I felt like taking one step forward and two steps back.
The meaning for this part, you seem to have fully understood.
For every sentence I understood, there would be two that I'd get completely mixed up.
Imagine that you have to face 100 questions in an important exam you have to take. First question is really easy: "Phew". You answer it like eating a cake. But the second and the third questions aren't the ones you're going to be able to answer. You skip them. You are able to answer the fourth one, but "fifth and sixth are again 'impossible' to answer." You think.
The trend goes on like this. You answer one question, but are unable to answer the other two. So, out of three questions asked, you can answer one (or at least understand it) but you can't answer the other two.
The speaker isn't talking about a "mold". S\he is talking about a whole language, for instance.
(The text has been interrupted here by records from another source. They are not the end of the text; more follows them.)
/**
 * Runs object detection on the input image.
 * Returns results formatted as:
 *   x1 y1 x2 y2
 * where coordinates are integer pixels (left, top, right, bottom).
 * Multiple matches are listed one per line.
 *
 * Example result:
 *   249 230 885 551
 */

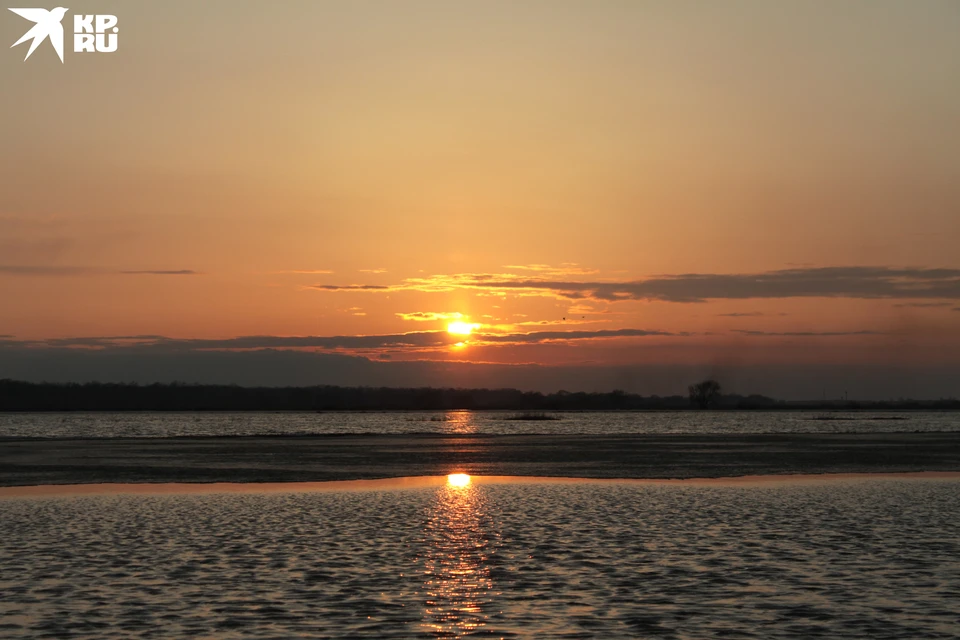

If s\he isn't able to understand two out of three sentences, s\he knows this as a setback.
From a more linguistic point of view, the structure after "because" can be used to describe relativity (this isn't the only usage for it; it's mainly used for a bigger purposes, but this is a division of that usage):
For every apple tree in the garden, the gardener planted five new orange saplings.
Generally, you can use this structure (that relies on "for" meaning) for consequences of repeated actions:
For every misfire, the soldier was put for dish-washing duty for three days.